Un nouveau café ouvrira ses portes à Bathurst

Pour Vinicius Tomé et son épouse, Sarah Nivea, le café est bien plus qu’un breuvage qu’ils aiment siroter en se levant le matin. Pour le couple originaire du Brésil, la préparation du café est un art.

Vinicius Tomé et Sarah Nivea comptent bientôt partager leur savoir avec le reste de la population. En s’alliant avec Katherine Lanteigne et Michael Petrovici, deux entrepreneurs de la région Chaleur, M. Tomé deviendra copropriétaire et gérant du nouveau café Kaffeine Espresso Bar, qui doit ouvrir au cours des prochaines semaines au centre-ville de Bathurst. Sarah Nivea y travaillera comme barista.

Jusqu’à 10 nouveaux emplois à temps plein et à temps partiel pourraient être créés.

L’histoire du couple brésilien est plutôt atypique. Alors qu’ils menaient tous les deux une carrière en ingénierie, ils ont décidé de suivre une formation de barista professionnelle avec Isabela Raposeiras, une pionnière dans le domaine du café spécialisé au Brésil.

«Quand nous avions suivi cette formation, c’était pour changer de domaine.

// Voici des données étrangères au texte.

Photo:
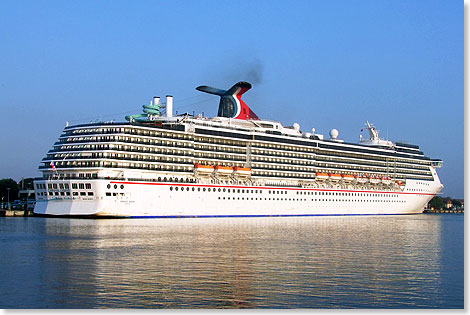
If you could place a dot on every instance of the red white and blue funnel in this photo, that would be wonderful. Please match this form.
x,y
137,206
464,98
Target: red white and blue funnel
x,y
231,104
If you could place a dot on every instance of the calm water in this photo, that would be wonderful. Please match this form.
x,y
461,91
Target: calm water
x,y
306,262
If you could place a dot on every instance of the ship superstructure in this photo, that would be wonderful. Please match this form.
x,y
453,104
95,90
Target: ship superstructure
x,y
235,164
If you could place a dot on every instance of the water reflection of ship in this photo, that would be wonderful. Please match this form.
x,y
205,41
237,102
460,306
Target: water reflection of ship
x,y
236,263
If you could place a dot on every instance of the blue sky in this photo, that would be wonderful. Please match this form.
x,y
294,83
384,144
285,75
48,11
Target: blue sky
x,y
322,64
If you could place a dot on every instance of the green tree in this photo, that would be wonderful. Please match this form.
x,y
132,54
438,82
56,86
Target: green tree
x,y
6,183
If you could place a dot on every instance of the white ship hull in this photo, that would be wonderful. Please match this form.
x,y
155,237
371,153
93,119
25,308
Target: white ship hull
x,y
168,200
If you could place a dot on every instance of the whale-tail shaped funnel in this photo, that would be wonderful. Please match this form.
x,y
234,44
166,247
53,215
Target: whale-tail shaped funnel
x,y
231,104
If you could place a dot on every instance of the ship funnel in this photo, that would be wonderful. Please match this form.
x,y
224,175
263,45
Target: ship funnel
x,y
231,104
169,106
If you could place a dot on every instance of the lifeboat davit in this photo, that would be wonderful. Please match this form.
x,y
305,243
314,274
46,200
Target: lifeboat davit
x,y
400,183
348,178
223,170
321,176
362,179
375,179
334,177
242,171
203,169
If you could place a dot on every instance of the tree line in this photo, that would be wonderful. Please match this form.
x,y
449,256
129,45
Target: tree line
x,y
439,203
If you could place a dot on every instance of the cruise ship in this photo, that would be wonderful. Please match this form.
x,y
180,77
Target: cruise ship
x,y
156,164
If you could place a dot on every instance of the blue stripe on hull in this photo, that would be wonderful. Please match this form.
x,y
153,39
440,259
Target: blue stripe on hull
x,y
266,215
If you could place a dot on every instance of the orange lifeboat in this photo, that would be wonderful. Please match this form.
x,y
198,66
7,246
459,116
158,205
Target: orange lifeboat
x,y
362,179
334,177
348,178
203,169
375,179
242,171
321,176
400,183
223,170
386,180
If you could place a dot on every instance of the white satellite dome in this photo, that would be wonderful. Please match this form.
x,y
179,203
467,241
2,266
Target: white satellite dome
x,y
334,133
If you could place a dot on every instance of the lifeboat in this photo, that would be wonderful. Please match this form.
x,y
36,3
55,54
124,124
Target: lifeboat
x,y
400,183
386,180
242,171
203,169
348,178
375,179
362,179
321,176
223,170
334,177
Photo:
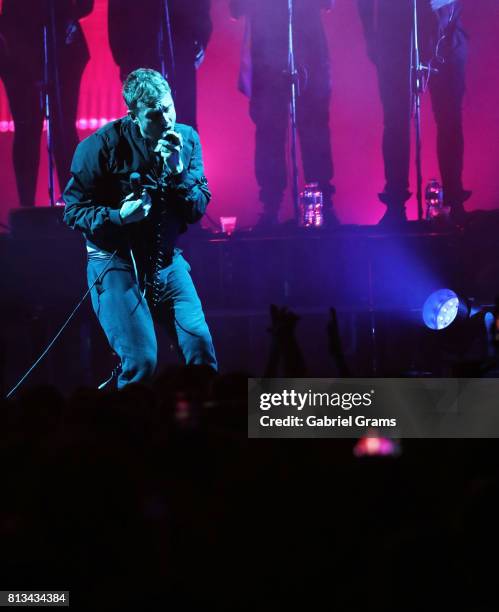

Nous voulions délaisser l’ingénierie et commencer une nouvelle vie», raconte Vinicius Tomé.

L’occasion que le couple attendait est arrivée par téléphone en décembre 2017, alors que Vinicius terminait une maîtrise en ingénierie mécanique dans une université à Terre-Neuve.

«C’est une drôle d’histoire. Michael Petrovici nous a contactés parce que nous avions un ami en commun. Il voulait que nous ouvrions un café spécialisé à Bathurst. Il savait que nous avions de l’expérience dans le domaine du café», raconte l’homme âgé de 35 ans.

Michael Petrovici, originaire de la Roumanie, est copropriétaire de la brasserie Au Bootlegger, au centre-ville de Bathurst.

L’entrepreneur souhaitait ouvrir un café dans sa ville d’adoption. Il cherchait les personnes idéales avec le savoir-faire nécessaire pour réaliser le projet.

«Je pense que c’est un rêve que nous tenait tous à coeur. Ils ont la passion et ils ont toujours voulu avoir leur propre café.»

La revitalisation du centre-ville se poursuit

Chris Daigle, coordonnateur de la Corporation de la revitalisation du centre-ville de Bathurst, estime que les efforts entrepris il y a quelques années commencent à produire des résultats.

En se référant aux critères établis par Roger Brooks, un consultant en tourisme et fondateur de l’organisme Destination Development Association. Selon lui, pour qu’une ville devienne une destination, elle doit compter 10 détaillants spécialisés, 10 restaurants ou cafés et 10 endroits ouverts après 18 h.

«Il y a trois ans, ça nous paraissait comme un très grand but à atteindre et on se demandait si on allait même y arriver», dit Chris Daigle.

Aujourd’hui, le centre-ville compte 18 commerces et neuf endroits où manger. Huit d’entre eux sont ouverts après 18 h.

«Il y a 35% de plus d’entreprises dans le centre-ville par rapport à il y a trois ans.»

M. Daigle estime qu’il existe un effet boule de neige qui accélère le développement.

«Par exemple, il y a le Bootlegger et une autre brasserie qui sont ouverts après 18 h. Ils ont permis de créer un peu de trafic le soir. À partir de là, on constate une bonne croissance chez les autres entreprises qui veulent ouvrir dans le centre-ville.»

«Ce sont les jeunes qui ouvrent des entreprises au centre-ville. Nous les soutenons, mais c’est beau à voir.»